The 14 equations $\alpha_0, \dots, \alpha_{13}$ can be used to produce a prime-generating polynomial inequality in 26 variables:

$(k+2)(1-\alpha_0^2-\alpha_1^2-\cdots-\alpha_{13}^2) > 0$

is a polynomial inequality in 26 variables, and the set of prime numbers is identical to the set of positive values taken on by the left-hand side as the variables $a, b, ..., z$ range over the nonnegative integers.

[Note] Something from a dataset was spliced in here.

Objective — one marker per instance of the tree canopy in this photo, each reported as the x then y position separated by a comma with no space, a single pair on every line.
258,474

A general theorem of Matiyasevich says that if a set is defined by a system of Diophantine equations, it can also be defined by a system of Diophantine equations in only 9 variables. Hence, there is a prime-generating polynomial inequality as above with only 10 variables. However, its degree is large (in the order of 10^{45}). On the other hand, there also exists such a set of equations of degree only 4, but in 58 variables.